Critical thinking is a part of the much celebrated 4Cs (Creativity, Communication, Collaboration & Critical Thinking) — skills which many futurists, pedagogues and educators believe will be critical in navigating the world, economy and environment of the future. The hope is that students who have been taught not only the facts and figures, but who are also able to think, dialogue, create and work with others will be better able to produce the solutions the world, in many cases, so desperately needs.

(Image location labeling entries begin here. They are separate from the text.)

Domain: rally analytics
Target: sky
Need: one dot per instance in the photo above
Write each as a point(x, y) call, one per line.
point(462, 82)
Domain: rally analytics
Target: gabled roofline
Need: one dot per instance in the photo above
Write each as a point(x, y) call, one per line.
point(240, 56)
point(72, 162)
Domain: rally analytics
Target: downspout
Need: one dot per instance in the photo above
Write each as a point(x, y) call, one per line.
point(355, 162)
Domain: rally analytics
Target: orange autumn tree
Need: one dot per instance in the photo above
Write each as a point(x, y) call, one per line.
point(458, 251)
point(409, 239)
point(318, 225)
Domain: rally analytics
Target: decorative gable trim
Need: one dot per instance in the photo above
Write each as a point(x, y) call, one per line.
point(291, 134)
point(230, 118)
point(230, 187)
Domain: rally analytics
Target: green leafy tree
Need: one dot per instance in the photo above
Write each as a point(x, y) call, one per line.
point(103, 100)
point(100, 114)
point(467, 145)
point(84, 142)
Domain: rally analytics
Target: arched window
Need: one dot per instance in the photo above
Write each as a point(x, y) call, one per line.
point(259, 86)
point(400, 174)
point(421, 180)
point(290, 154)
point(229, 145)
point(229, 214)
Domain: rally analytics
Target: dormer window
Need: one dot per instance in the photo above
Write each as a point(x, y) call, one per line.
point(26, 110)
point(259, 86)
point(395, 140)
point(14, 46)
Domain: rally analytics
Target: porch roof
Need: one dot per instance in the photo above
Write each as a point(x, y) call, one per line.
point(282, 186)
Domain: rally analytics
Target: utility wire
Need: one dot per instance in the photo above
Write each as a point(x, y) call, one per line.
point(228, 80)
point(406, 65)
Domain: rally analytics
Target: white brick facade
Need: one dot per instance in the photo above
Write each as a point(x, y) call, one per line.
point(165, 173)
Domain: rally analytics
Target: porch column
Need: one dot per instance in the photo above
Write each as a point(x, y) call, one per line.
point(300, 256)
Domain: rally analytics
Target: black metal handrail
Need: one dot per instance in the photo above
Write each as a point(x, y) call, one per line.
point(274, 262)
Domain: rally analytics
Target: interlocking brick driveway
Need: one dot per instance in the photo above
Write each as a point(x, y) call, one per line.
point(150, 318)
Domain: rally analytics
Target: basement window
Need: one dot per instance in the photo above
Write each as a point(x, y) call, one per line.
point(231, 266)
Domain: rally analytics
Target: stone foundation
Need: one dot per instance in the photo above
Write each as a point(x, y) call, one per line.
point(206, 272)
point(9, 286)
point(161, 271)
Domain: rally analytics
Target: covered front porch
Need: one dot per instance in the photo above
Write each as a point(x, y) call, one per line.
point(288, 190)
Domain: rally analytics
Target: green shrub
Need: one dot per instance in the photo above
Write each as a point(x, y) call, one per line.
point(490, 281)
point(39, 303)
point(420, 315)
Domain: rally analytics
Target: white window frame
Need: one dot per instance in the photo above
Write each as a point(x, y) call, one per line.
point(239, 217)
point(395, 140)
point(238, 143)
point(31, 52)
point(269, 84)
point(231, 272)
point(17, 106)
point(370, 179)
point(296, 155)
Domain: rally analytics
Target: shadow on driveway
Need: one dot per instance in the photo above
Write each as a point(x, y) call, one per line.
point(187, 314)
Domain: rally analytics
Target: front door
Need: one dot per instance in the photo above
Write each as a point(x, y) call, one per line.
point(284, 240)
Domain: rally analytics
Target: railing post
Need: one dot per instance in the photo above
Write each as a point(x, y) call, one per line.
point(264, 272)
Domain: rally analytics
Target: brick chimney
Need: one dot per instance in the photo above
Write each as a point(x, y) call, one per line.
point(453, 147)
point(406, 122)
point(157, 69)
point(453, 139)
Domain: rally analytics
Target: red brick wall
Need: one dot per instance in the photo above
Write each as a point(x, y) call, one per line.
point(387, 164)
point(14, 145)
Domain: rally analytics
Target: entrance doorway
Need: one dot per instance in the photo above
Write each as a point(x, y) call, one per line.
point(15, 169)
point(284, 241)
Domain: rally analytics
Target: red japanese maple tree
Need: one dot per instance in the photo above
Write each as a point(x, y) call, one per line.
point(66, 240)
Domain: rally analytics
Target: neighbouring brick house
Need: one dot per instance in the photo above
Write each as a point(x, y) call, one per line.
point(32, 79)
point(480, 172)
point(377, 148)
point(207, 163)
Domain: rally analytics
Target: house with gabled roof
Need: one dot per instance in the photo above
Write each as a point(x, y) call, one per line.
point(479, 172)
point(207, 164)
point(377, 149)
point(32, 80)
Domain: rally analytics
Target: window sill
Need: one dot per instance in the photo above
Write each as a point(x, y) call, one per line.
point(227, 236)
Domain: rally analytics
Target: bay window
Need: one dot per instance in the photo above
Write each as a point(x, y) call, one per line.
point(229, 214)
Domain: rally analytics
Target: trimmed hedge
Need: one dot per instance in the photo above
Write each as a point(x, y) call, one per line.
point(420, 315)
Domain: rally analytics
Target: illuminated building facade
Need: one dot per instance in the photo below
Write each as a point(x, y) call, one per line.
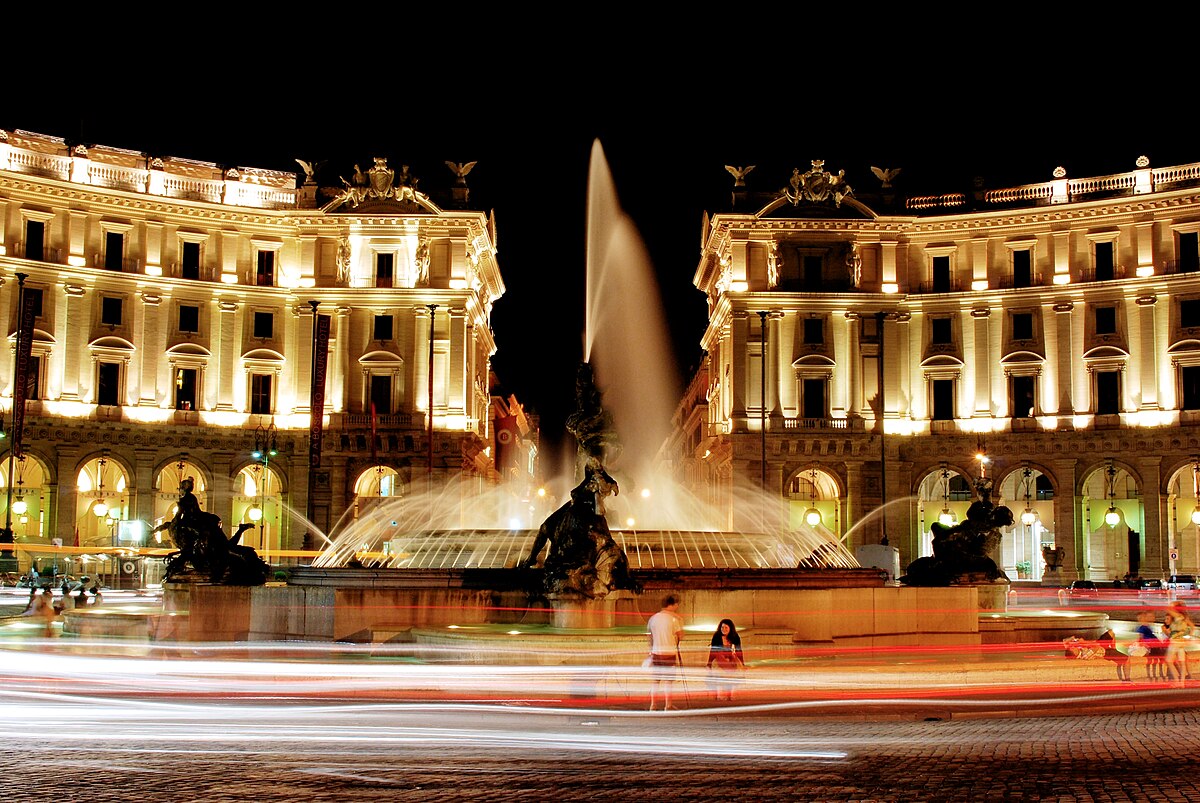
point(174, 310)
point(1054, 328)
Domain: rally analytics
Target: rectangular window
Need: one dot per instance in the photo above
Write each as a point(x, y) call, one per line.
point(35, 293)
point(189, 318)
point(814, 331)
point(108, 384)
point(265, 274)
point(943, 400)
point(1023, 402)
point(815, 397)
point(185, 389)
point(382, 327)
point(261, 394)
point(381, 394)
point(34, 378)
point(1023, 325)
point(1105, 267)
point(35, 240)
point(811, 277)
point(942, 331)
point(114, 250)
point(1189, 251)
point(190, 261)
point(1023, 268)
point(1108, 393)
point(941, 268)
point(1189, 312)
point(384, 268)
point(111, 311)
point(264, 324)
point(1189, 389)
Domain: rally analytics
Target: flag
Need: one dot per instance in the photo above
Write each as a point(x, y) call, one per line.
point(317, 394)
point(24, 352)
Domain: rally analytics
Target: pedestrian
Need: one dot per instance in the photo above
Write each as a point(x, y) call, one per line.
point(664, 629)
point(725, 659)
point(1179, 628)
point(1153, 645)
point(1109, 643)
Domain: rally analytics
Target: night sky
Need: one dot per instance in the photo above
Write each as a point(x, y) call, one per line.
point(667, 142)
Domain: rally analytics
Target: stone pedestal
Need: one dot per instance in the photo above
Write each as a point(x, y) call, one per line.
point(577, 612)
point(993, 597)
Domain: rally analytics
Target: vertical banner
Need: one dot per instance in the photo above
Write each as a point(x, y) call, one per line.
point(317, 395)
point(24, 351)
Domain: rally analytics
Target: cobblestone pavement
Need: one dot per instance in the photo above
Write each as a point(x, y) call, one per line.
point(402, 753)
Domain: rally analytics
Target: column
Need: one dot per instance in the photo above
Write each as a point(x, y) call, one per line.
point(777, 371)
point(1153, 509)
point(71, 330)
point(226, 331)
point(77, 238)
point(982, 358)
point(1146, 354)
point(1067, 513)
point(457, 385)
point(154, 249)
point(1066, 367)
point(738, 383)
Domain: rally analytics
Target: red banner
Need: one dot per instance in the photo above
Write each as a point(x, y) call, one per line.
point(24, 352)
point(317, 403)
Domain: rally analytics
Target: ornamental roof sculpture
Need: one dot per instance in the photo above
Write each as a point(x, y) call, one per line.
point(379, 185)
point(816, 186)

“Teaching” critical thinking is in fact a misnomer; since it is the kind of skill that can in fact only be uncovered through self-directed styles of learning. In other words, the teacher is responsible with presenting the challenge to students, and guiding their thoughts, conclusions and findings in a way that gives them insight into how they themselves think.
14 Awesome examples of Critical Thinking edtech
The online world has a vast number of web and mobile applications and programs that claim to enhance critical thinking. Truthfully, many of them are simply edu-tainment, using the highly searchable 4C phrases to promote their products. Fortunately there are others which are deeply engaging, well considered applications that do in fact challenge students in all the right ways.
I try and separate the wheat from the chaff, in what I hope is a quality selection of Critical Thinking edtech. To mix things up I have also included a few very good lessons plans and other resources that develop and guide critical thinking.
Educational web apps
Newsela: A free to use, pay for pro style web application that basically assist teachers to help students engage with current affairs content in a more critical and analytical way.
Guess the Code: Remember that awesome, simple game, “Mastermind”? — this is the digital, mobile version that requires logical analyses and elimination to guess the color code.
Whoo’s Reading: This is a teaching tool and app that assists teachers to insert thought provoking questions and comments into a reading text, particularly literature or fiction; this gets students to write, think and associate with what they are reading.
Mindomo: With 3 free maps on sign up, Mindomo claims to be one of the only mind mapping apps that is designed for students and teachers. The software enables students to make sense of, and lay out their thoughts and concepts for easy analysis and further exploration.
SurveyMonkey: Not only a good commercial tool, but also a really great tool for grades as low as 4. Using the app students can poll and survey their friends and family on a range of subjects, then capture and analyze the data for a number of experiments and projects.
Quandary: Developed by no less than MIT, Quandary is an award-winning game that challenges students with the difficulty of ethical decision-making. Mapped to the English Language Arts Common Core State Standards, the website comes with a host of handy lesson plans, and helpful videos.
Offline critical thinking tools
The Barometer: Students are posed a controversial question, and depending on their point of view, stand somewhere on a U-shaped continuum. Then every student is given time to communicate their view point to the class.
Understanding Arguments: Students should learn that conducting an argument is in fact a necessary fact of academic life and debate. Use this lesson plan to build your student's basic knowledge of the terms of logic, and how to construct a good argument.
Team Building: Use these fun, and inventive team building games to not only build critical thinking, but all the other Cs, as well.
How to Solve It by George Polya: This 1-hour video (quite old) presented by Mathematics America, is an interview with renowned mathematician George Polya, whose simple, didactic style of explaining how to think through a problem is required watching for any teacher determined to break down their critical thinking teaching into easily achievable nodes.
Inference Riddles: Phil Tortuga's inference riddles are a mildly addictive, yet very good way to test one’s verbal and logic skills. With a variety of skill levels they can be played by Grades 1 and upwards.
The Foundation for Critical Thinking has specific resources for teachers, as well as wide range of other helpful guides such as lesson remodeling and practicing critical thinking in your own professional development.
Skeptics Reading List: For high-school students with an enthusiasm for interrogating widely held beliefs, this reading list may be a good place to start.
Information Fluency: A significant resource of guides, videos and tutorials that assist teachers to help students develop a critical eye with regard to the information they find and read.
Over to you
I look forward to your comments if and how you had any successes in guiding your students towards more concise, personalized ideas and problem solving.